Should I be concerned about storing it too long after opening, and if so, then what specificaly should I be concerned about?

​


----------



## kitaye (Sep 19, 2005)

If it is pasteurized it can last for weeks. Hubby leaves his in the fridge for weeks at a time after opening. We've only ever had one jug go off and I'm not sure it wasn't off when we bought it.

If it is fresh then I would suspect it after a week or so. If it is unpasteurized you might be able to make vinegar out of it, but I don't know the specifics on how to start it.


----------



## RichieC (Aug 29, 2007)

Fresh unpasteurized cider will begin turning alcoholic pretty much immediately.

The good news is that it is even better with a little bite to it. Slightly more tart. Watch out for it, though. The alcohol content can get quite high (higher than beer).

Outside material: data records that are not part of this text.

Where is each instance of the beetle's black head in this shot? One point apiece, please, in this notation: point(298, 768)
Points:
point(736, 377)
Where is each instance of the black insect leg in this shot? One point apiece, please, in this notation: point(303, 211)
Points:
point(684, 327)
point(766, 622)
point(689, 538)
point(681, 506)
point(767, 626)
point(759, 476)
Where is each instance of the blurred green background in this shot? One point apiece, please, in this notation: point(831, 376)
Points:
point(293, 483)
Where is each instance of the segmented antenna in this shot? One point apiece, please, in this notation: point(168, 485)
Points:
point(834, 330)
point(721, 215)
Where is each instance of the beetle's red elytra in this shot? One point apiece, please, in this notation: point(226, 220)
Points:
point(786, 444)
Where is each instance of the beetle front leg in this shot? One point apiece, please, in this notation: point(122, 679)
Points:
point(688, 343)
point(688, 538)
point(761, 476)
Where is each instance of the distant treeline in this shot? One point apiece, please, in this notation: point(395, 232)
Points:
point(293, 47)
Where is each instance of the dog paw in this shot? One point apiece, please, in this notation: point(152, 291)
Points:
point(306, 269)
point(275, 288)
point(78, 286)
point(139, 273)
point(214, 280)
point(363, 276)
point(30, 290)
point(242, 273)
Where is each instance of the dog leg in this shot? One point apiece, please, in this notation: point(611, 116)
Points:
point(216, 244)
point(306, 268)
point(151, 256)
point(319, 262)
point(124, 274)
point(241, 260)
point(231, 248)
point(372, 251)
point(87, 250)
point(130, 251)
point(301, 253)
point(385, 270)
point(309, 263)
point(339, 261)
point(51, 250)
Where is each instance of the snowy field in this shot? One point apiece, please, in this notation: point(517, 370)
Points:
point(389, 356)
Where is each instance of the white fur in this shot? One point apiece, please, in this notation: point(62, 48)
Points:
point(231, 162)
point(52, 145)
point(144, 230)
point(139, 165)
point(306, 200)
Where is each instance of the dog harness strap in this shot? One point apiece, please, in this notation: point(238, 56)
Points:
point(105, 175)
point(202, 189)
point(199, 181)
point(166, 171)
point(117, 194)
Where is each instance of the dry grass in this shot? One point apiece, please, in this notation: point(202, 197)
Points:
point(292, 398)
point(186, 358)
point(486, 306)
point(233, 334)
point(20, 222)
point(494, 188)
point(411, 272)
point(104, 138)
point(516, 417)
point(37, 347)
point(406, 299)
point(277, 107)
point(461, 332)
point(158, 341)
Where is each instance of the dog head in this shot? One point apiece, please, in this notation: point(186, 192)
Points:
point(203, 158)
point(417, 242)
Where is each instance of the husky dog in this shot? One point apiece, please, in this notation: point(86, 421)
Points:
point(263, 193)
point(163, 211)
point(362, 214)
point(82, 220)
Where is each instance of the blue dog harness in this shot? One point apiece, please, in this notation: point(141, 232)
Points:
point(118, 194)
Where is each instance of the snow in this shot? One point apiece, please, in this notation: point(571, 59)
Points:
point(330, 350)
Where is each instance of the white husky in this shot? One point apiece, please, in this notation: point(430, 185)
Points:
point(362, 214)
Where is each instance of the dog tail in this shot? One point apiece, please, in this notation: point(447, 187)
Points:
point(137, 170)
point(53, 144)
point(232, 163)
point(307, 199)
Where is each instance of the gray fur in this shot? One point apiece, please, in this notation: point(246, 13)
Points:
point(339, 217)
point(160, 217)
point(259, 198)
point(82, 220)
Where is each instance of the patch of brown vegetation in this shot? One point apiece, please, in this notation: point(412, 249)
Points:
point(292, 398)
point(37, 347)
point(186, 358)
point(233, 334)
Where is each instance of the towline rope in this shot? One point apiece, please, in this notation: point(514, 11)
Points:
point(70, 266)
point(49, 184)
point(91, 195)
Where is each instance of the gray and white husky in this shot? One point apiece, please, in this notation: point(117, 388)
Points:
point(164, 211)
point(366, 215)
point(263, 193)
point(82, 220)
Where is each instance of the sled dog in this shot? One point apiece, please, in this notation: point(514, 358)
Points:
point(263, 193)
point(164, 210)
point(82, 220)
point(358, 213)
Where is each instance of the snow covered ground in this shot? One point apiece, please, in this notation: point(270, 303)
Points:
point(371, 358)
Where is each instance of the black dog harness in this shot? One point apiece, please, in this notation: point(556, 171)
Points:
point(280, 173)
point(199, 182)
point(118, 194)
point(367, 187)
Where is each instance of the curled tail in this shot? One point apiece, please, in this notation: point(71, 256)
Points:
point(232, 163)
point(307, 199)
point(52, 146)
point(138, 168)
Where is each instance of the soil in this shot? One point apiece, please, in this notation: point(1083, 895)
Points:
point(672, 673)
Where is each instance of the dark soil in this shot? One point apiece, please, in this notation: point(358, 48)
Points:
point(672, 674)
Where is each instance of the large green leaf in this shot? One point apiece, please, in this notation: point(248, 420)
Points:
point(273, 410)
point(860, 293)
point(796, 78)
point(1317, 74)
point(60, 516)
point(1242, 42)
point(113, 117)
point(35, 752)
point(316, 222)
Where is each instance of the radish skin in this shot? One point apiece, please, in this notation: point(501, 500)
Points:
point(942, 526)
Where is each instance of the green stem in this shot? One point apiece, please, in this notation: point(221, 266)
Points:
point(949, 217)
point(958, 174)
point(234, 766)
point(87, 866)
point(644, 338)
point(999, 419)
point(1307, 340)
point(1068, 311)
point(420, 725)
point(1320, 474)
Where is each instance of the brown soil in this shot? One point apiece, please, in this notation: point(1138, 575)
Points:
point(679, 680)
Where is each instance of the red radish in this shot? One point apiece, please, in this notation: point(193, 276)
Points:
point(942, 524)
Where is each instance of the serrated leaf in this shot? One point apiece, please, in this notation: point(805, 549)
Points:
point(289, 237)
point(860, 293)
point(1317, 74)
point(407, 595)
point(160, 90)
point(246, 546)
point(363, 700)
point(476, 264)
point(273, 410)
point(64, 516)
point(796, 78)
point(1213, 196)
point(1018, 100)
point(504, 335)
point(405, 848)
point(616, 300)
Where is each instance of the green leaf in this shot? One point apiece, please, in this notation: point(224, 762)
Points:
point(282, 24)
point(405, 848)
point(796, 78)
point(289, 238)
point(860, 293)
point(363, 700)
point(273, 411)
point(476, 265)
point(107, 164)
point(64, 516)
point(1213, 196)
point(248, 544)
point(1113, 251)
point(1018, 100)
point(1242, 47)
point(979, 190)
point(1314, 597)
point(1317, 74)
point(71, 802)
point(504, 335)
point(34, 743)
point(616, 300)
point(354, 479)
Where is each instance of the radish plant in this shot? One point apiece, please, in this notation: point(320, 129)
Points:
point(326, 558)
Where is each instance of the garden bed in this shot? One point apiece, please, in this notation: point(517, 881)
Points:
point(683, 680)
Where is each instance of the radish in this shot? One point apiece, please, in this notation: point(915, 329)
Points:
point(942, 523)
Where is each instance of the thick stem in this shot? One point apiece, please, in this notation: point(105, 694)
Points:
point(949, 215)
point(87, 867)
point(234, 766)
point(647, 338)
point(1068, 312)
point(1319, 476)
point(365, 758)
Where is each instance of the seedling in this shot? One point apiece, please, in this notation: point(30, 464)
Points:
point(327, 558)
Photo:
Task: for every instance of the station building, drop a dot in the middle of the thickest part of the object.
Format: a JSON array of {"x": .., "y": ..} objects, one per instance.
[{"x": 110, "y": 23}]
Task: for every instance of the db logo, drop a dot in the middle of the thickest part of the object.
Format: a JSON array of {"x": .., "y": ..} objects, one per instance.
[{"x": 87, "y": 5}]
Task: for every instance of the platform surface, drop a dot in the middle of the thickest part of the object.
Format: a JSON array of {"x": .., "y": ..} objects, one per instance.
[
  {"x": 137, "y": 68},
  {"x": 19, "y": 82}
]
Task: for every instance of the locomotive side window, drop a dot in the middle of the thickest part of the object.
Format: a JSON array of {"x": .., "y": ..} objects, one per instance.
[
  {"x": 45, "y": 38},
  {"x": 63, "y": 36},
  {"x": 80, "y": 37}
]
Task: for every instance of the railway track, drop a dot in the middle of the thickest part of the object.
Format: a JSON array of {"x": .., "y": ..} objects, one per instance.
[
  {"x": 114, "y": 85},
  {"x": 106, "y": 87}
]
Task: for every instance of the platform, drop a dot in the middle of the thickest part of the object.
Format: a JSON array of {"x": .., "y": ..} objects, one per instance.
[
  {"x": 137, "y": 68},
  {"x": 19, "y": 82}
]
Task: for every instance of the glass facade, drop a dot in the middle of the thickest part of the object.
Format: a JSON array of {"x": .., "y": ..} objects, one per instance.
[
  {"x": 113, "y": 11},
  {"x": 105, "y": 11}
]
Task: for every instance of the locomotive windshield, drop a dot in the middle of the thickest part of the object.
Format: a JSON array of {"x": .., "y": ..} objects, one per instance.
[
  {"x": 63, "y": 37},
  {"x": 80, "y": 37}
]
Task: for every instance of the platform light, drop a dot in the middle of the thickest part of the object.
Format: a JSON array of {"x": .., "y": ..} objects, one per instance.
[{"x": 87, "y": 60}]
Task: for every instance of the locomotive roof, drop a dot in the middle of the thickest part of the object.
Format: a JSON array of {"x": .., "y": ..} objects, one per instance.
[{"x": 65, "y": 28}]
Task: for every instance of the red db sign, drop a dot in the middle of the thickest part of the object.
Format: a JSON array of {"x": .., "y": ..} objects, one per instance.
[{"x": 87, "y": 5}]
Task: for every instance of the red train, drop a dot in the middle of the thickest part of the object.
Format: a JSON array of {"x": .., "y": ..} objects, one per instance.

After that, it turns to vinegar, but the vinegar is often not any good. Though sometimes it is great.


----------



## KCM (Sep 26, 2005)

Thanks for the replies.

So basically, it starts to turn to alcohol or vinager? 

Actually, I like to drink a glass of apple cider now and then with a full tablespoon of vinegar w/mother added. It gives it the tart that I like, and it helps relieve heartburn. So if it begins to turn to vinegar anyway, it just adds more tart. I can live with that, but I sure do not want to die from food poisoning of some sort.


----------



## anniew (Dec 12, 2002)

Freeze it. After thawing completely, it tastes exactly like it did just before you froze it. Leave a little head space so it doesn't expand and overflow.


----------



## no1cowboy (May 2, 2004)

KCM said:


> Thanks for the replies.
> 
> So basically, it starts to turn to alcohol or vinager?


It turns to alcohol *than * to vinager in that order


----------



## uncle Will in In. (May 11, 2002)

Can't remember ever having a jug of cider last more than 24 hours after opening it.


----------



## KCM (Sep 26, 2005)

no1cowboy said:


> It turns to alcohol *than * to vinager in that order




Ok. Thanksh. [Hic]


----------



## Shrek (May 1, 2002)

How long does opened cider last? Not long around here once its gone hard


----------



## goodatit (May 1, 2013)

KCM said:


> I posted this in another apple cider thread but it did not receive a response. I do not want to further hijack that thread by repeating it there, so am opening a new thread. I hope somebody can help me out here.
> 
> How long will an opened glass jug of apple cider last in the refridgerator? I've got an open jug that has been in there a couple of weeks at least. I drink a little bit of it now and then.
> Should I be concerned about storing it too long after opening, and if so, then what specificaly should I be concerned about?
> ...


forever, and never kept it in a frigerater.


----------



## FarmboyBill (Aug 19, 2005)

As long as you can stand to drink it. After that, use it for vinager lol


----------



## Danaus29 (Sep 12, 2005)

KCM's cider is long gone I'm sure. But the info will come in handy since cider season is just starting.

I get cider that is uv pasteurized and cold filtered. It starts to turn within a week. Don't know anything about the store bought stuff except it doesn't taste like what I have known as cider since I was very young.


----------



## random (Jul 23, 2020)

Worst case, you'll just have some more vinegar, right?


----------



## Alice In TX/MO (May 10, 2002)

Does vinegar last 13 years?


----------



## GTX63 (Dec 13, 2016)

Danaus29 said:


> KCM's cider is long gone I'm sure. But the info will come in handy since cider season is just starting.
> 
> I get cider that is uv pasteurized and cold filtered. It starts to turn within a week. Don't know anything about the store bought stuff except it doesn't taste like what I have known as cider since I was very young.


Even the brands advertised as "all natural" or with only one or two ingredients listed, store bought cider in recent years seems to me to have a familiar processed sweetness to it.


----------



## random (Jul 23, 2020)

Alice In TX/MO said:


> Does vinegar last 13 years?


If you don't use it, sure.

Certainly wouldn't last that long in my house, though.


----------



## Danaus29 (Sep 12, 2005)

GTX63 said:


> Even the brands advertised as "all natural" or with only one or two ingredients listed, store bought cider in recent years seems to me to have a familiar processed sweetness to it.


The kind I buy is the best in Ohio. It comes from the orchard growers that have run the business for a few generations. It's expensive but the taste is worth the price.


----------



## Alice In TX/MO (May 10, 2002)

Sweetness will vary depending on the variety of the fruit used.


----------